Merging changes from one document into another

Hey Sam,

Sure you can do that. Maybe I misunderstood, but it might make sense to change the perspective a bit and work purely with document updates.

Yjs documents can be transformed to document updates (representing some state of the document). E.g. using update = Y.encodeStateAsUpdate(ydoc). Document updates are commutative (which allows, for example, p2p network protocols) and idempotent. Idempotency is a neat property because it allows you to create a powerful templating engine. Basically, it says that updates can be merged even if they contain duplicate information (the duplicate information is then stripped away in the output).

Here is a templating engine for text documents:

import * as Y from 'yjs'

// basic template that should be inherited by all
const basicTemplate  = new Y.Doc()
basicTemplate.getText().insert(0, '# Headline\n')

console.log('Basic template: \n' + basicTemplate.getText(''))

// meeting notes template change the headline and add a bullet list
const meetingNotes = new Y.Doc()
// inherit changes from basicTemplate
Y.applyUpdate(meetingNotes, Y.encodeStateAsUpdate(basicTemplate))
meetingNotes.getText().applyDelta([
  { retain: 2 }, // skip "# "
  { delete: 8 }, // delete headline
  { insert: "Meeting Notes" }, // add new headline
  { retain: 1 }, // skip newline
  { insert: "• \n• \n" } // add two bullet items
])

console.log('Meeting notes template: \n' + meetingNotes.getText())

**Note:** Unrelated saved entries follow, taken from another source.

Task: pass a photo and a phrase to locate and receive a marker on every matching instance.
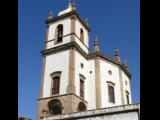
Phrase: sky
(115, 22)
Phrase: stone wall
(125, 112)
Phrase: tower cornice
(73, 12)
(89, 56)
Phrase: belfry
(73, 79)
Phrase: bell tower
(64, 34)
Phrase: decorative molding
(90, 56)
(74, 12)
(121, 86)
(97, 83)
(66, 36)
(56, 73)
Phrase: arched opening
(59, 33)
(127, 97)
(111, 94)
(55, 82)
(81, 35)
(55, 107)
(82, 107)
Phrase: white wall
(66, 30)
(90, 78)
(104, 67)
(56, 62)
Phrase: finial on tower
(117, 56)
(125, 64)
(96, 45)
(71, 5)
(50, 15)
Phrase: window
(127, 97)
(82, 89)
(81, 35)
(126, 82)
(111, 94)
(82, 107)
(55, 88)
(82, 66)
(55, 107)
(109, 72)
(59, 33)
(55, 82)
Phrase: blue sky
(115, 22)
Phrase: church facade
(74, 80)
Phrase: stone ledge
(97, 112)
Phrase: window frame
(82, 78)
(127, 97)
(56, 34)
(53, 75)
(82, 35)
(111, 84)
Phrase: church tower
(66, 34)
(73, 79)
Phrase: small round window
(109, 72)
(82, 66)
(126, 82)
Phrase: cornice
(90, 56)
(73, 12)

// Now we create a document based on the meetingNotes template
const ydoc = new Y.Doc()
Y.applyUpdate(ydoc, Y.encodeStateAsUpdate(meetingNotes))
console.log('Document state:\n' + ydoc.getText())

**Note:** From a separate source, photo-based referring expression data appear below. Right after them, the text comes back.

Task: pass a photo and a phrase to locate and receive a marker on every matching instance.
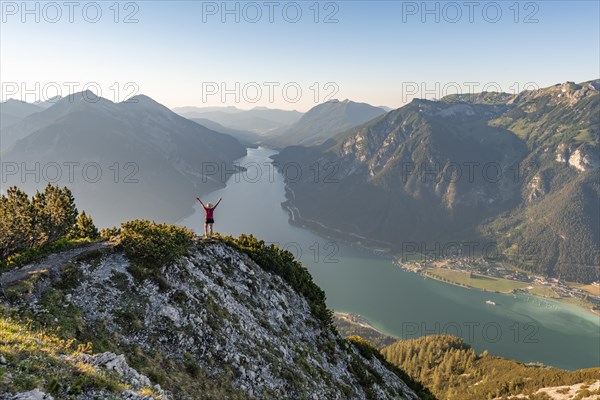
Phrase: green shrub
(282, 263)
(110, 233)
(154, 245)
(84, 227)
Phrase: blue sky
(380, 52)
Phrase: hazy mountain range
(12, 111)
(122, 160)
(520, 171)
(324, 121)
(258, 120)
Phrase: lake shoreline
(384, 248)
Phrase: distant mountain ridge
(12, 111)
(147, 158)
(324, 121)
(398, 168)
(258, 120)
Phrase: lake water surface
(522, 327)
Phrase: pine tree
(84, 227)
(17, 222)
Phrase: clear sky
(293, 55)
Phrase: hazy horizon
(249, 54)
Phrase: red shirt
(209, 211)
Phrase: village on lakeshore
(499, 277)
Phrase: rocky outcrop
(219, 312)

// A client can perform some operations on any template. E.g. add a citation to the basic template
basicTemplate.getText().insert(10, "\n> citation")

// We need to apply the changes on all documents that use basicTemplate
Y.applyUpdate(ydoc, Y.encodeStateAsUpdate(basicTemplate))

// the new paragraph is added in the final document
console.log('New state:\n' + ydoc.getText())

Maybe you can adapt this for your own scenario. The above example works on text because it is the most complex scenario. But I think you will see that working with updates makes sense in this scenario. Let me know what you think.